Comments that have been made and the issues that have surfaced over the last few weeks reflect the complexities of race in this country that we’ve never really worked through ...
So said the president who brought Harvard Prof. Henry Louis Gates Jr. and police Sgt. James Crowley to the Rose Garden Thursday for the much-lampooned “suds summit.”
But Barack Obama didn’t utter those words last week. He uttered them as a presidential candidate almost a year and a half ago while trying to extricate his campaign from inflammatory comments made by Rev. Jeremiah Wright, his former pastor.
This time, Obama was doing damage control for his own comment that the police “acted stupidly” July 16 in arresting Gates, a personal friend. Obama quickly swallowed those words, but the world had already seen an American president entangling himself in a front-porch dispute in Cambridge, Mass., that he admitted knowing little about.
It was, as Obama said, “a teachable moment” – for him, for Gates and Crowley, for the country.
White Americans can take one lesson away from this: A black American man can get an Ivy League education, become a constitutional law professor, a U.S. senator and finally president of the United States – and still cringe when he hears of a black friend arrested after an unfounded suspicion of burglary.
That’s a raw nerve rooted in centuries of indignities inflicted on black Americans under color of authority. One Boston police officer’s recent ridicule of Gates as a “banana-eating jungle monkey” shows why the nerve’s going to remain raw for awhile yet.
But old patterns of racism don’t mean Crowley (and his black and Latino backup) “acted stupidly” on Gates’ porch. It should be fairly clear by now that Crowley isn’t a throwback to the bad old days when – in many cities – blacks had to assume the billy clubs had their names written on them.
At the summit, Gates cracked, “We hit it off right from the beginning. When he’s not arresting you, Sergeant Crowley is a really likable guy.”
The “complexities of race” were sitting right at that table alongside Gates, Crowley and the first black head of state elected by any major Western nation – a nation that’s come a long way since the days of Jim Crow.

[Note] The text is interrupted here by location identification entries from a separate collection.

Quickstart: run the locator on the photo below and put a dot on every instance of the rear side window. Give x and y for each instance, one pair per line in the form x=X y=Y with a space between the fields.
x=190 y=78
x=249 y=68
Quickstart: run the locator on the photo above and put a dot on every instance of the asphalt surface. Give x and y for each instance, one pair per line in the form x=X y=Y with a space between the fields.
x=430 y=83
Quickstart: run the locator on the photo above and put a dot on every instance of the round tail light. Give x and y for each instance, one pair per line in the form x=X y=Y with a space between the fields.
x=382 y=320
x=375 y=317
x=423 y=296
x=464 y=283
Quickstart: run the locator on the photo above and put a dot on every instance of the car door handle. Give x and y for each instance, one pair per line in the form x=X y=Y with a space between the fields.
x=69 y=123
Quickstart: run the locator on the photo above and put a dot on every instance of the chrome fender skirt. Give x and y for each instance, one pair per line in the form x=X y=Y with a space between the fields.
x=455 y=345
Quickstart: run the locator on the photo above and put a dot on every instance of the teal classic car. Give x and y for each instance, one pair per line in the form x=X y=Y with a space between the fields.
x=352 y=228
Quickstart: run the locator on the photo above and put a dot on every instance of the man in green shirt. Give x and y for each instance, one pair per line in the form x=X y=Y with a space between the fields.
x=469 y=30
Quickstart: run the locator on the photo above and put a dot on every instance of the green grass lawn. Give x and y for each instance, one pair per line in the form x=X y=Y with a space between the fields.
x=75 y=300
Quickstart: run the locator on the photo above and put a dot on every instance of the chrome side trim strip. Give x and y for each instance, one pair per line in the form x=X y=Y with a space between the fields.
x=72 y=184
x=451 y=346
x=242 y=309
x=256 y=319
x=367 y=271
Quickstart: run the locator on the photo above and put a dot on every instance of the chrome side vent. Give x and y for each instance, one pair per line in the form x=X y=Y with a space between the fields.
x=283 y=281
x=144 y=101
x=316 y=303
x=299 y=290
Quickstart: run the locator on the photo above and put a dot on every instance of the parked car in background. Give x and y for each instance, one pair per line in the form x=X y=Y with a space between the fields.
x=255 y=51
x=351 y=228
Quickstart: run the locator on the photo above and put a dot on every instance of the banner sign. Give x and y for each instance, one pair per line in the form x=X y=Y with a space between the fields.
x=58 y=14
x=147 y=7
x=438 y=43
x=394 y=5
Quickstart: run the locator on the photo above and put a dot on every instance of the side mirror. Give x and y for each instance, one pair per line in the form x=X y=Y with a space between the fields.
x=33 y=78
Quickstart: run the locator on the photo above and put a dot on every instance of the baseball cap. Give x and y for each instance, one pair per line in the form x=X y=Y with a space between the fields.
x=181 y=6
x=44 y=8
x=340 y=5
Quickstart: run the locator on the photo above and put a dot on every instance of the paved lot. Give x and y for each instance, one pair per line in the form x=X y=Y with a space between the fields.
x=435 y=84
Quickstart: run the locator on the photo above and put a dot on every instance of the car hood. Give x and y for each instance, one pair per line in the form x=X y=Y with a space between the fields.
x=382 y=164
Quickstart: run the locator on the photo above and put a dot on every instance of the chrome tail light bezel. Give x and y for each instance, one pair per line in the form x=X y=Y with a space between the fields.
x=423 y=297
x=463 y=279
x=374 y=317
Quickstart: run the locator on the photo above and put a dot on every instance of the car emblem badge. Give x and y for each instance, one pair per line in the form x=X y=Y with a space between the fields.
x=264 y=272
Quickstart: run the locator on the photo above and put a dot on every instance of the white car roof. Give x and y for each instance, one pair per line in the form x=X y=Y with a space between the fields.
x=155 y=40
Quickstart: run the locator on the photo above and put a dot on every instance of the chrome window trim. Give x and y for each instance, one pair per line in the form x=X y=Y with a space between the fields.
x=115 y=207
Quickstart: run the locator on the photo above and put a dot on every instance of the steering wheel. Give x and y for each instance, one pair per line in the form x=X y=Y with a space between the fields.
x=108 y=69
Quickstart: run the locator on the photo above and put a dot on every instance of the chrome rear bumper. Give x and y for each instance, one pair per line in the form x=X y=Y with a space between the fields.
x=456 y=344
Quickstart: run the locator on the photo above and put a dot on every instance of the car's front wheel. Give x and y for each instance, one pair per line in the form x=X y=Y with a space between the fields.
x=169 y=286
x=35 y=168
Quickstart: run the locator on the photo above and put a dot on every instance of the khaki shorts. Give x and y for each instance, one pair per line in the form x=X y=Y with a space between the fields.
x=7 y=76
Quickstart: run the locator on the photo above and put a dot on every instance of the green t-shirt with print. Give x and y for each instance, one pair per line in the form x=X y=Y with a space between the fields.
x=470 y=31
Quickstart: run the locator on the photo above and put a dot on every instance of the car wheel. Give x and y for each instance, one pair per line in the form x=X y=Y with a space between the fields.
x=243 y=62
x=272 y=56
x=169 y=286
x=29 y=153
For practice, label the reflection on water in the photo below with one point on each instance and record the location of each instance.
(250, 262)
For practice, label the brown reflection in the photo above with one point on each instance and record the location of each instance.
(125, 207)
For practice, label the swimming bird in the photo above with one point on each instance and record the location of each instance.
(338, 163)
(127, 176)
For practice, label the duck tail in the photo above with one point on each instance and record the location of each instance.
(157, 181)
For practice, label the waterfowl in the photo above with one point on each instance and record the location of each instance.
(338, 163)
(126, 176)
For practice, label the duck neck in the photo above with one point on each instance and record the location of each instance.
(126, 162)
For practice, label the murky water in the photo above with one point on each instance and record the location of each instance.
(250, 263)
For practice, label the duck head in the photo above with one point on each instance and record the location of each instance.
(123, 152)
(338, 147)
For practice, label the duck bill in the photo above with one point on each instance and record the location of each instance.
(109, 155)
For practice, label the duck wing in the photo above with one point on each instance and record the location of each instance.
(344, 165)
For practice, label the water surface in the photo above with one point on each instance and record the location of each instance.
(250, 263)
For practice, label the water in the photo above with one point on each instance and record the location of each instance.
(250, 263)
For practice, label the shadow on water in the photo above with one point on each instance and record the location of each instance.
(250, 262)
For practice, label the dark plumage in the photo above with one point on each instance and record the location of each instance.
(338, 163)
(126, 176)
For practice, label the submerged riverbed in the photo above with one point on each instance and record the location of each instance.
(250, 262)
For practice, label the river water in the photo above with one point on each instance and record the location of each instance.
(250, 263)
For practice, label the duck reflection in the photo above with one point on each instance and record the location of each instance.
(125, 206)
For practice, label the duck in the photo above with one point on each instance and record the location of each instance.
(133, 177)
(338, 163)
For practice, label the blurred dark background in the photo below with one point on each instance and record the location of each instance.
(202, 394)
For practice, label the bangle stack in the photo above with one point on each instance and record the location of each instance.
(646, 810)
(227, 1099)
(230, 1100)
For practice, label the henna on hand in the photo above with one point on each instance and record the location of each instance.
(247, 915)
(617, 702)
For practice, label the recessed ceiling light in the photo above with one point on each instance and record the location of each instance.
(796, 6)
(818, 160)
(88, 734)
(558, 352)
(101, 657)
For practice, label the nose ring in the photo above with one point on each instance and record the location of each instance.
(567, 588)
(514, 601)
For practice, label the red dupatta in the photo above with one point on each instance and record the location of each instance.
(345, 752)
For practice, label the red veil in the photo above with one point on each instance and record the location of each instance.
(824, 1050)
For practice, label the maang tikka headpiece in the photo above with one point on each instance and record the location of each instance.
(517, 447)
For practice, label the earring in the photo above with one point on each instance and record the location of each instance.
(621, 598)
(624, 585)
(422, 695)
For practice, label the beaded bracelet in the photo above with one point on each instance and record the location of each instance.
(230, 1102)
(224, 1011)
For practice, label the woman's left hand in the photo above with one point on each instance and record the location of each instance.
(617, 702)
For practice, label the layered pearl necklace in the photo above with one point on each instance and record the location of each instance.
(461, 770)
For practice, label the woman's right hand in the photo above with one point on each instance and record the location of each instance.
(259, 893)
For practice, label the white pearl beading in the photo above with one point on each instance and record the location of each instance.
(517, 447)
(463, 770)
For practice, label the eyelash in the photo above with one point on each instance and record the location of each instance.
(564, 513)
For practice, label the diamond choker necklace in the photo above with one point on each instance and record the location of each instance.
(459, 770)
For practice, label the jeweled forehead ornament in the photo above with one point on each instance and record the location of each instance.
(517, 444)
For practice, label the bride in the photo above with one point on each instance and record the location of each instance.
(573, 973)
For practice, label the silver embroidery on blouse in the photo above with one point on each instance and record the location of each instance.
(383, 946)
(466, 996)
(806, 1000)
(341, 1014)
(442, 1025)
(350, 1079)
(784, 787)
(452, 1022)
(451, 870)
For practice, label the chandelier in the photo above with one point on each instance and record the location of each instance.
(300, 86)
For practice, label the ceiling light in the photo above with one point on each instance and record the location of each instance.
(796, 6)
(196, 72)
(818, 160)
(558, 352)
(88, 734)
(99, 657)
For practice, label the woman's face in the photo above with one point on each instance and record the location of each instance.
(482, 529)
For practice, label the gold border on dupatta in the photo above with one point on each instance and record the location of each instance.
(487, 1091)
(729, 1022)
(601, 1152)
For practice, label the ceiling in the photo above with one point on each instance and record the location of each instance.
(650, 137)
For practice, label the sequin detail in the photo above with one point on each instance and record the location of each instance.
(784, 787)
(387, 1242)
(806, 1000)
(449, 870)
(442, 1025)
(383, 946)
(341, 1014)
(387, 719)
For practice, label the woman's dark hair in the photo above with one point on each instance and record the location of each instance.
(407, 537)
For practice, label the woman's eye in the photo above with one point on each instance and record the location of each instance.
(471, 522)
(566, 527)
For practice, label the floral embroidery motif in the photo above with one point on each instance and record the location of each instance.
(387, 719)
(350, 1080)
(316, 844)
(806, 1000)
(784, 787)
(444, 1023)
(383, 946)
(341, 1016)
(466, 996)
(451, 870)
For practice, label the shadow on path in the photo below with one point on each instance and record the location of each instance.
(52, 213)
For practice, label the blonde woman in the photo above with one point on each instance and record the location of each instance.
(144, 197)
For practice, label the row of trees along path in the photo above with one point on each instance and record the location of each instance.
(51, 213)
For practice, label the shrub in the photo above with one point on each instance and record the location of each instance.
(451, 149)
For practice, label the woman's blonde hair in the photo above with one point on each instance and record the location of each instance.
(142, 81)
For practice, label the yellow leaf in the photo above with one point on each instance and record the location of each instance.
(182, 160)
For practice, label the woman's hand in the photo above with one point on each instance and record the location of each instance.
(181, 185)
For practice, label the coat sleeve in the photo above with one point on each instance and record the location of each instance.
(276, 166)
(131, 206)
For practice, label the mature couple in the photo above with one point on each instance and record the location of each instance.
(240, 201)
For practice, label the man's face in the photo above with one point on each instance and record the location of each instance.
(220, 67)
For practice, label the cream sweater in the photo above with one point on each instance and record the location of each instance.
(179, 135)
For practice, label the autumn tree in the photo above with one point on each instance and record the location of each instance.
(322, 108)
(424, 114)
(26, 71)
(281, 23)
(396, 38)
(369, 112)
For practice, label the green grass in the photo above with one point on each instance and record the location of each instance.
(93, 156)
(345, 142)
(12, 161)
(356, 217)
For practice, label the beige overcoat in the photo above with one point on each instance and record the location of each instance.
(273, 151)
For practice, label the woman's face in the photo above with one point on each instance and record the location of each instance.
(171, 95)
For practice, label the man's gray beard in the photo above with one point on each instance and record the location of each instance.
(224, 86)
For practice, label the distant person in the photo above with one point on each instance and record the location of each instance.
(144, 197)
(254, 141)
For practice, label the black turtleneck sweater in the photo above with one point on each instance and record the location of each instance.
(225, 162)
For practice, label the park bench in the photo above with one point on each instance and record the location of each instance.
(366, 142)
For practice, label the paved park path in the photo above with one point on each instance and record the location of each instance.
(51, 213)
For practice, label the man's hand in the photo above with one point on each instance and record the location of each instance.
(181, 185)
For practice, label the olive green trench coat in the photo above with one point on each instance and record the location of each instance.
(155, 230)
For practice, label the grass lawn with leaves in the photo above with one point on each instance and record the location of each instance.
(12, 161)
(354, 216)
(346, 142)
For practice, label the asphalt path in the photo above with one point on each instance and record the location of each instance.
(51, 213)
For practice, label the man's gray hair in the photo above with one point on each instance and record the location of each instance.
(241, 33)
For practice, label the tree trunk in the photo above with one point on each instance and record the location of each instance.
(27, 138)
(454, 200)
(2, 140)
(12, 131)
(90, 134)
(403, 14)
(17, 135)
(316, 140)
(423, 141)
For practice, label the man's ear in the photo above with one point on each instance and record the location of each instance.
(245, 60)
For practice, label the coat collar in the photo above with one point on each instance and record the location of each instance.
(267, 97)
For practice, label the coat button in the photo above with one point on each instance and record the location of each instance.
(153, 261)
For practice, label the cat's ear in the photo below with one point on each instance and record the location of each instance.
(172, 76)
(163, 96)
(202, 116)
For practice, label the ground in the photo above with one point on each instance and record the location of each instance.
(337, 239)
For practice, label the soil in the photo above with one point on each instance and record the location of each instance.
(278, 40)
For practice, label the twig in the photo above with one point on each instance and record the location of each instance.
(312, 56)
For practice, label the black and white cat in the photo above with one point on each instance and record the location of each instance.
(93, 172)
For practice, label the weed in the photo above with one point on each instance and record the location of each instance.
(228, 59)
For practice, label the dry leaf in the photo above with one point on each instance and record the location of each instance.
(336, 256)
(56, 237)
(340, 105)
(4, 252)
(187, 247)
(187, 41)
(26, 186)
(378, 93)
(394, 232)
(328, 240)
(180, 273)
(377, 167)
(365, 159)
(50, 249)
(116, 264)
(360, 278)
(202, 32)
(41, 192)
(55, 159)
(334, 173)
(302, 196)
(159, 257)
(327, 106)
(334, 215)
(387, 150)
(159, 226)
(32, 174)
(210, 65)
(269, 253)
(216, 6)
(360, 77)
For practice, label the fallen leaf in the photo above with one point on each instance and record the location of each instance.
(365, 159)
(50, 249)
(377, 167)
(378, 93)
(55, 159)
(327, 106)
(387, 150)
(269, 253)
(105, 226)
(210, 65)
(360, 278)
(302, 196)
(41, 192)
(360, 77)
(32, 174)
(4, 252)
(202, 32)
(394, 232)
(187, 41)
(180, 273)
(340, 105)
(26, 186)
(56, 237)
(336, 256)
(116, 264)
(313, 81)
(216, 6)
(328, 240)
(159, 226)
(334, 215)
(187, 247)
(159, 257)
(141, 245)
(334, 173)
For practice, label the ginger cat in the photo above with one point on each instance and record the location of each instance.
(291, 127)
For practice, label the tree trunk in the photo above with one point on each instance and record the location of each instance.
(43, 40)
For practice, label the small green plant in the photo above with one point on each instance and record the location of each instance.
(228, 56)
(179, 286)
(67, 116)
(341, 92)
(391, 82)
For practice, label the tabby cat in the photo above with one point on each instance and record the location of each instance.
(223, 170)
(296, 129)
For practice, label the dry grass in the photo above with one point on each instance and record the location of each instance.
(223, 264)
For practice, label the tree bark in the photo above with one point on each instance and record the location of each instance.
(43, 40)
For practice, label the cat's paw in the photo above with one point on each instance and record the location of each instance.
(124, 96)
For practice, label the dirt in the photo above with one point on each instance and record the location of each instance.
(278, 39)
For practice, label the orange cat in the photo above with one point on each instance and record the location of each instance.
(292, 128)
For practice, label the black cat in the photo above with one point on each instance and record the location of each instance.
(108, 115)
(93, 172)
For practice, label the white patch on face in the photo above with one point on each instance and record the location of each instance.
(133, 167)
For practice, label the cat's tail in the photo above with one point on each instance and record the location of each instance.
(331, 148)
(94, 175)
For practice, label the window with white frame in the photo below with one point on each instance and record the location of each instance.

As for the arrest itself, maybe the best conclusion can be drawn from a Wall Street Journal/NBC News poll done last week.
It indicated that 4 percent of African Americans blamed Gates for the clash and 30 percent blamed Crowley. Of whites, 32 percent blamed Gates and 7 percent Crowley.
That’s the familiar old mirror image of racial attitudes. But wait: Those same numbers suggest that more than half of all black and white Americans blame neither Gates nor Crowley, blame both or simply acknowledge not having enough facts to reach a conclusion.
The ones who refuse to jump to conclusions may have the most to teach America in this teachable moment.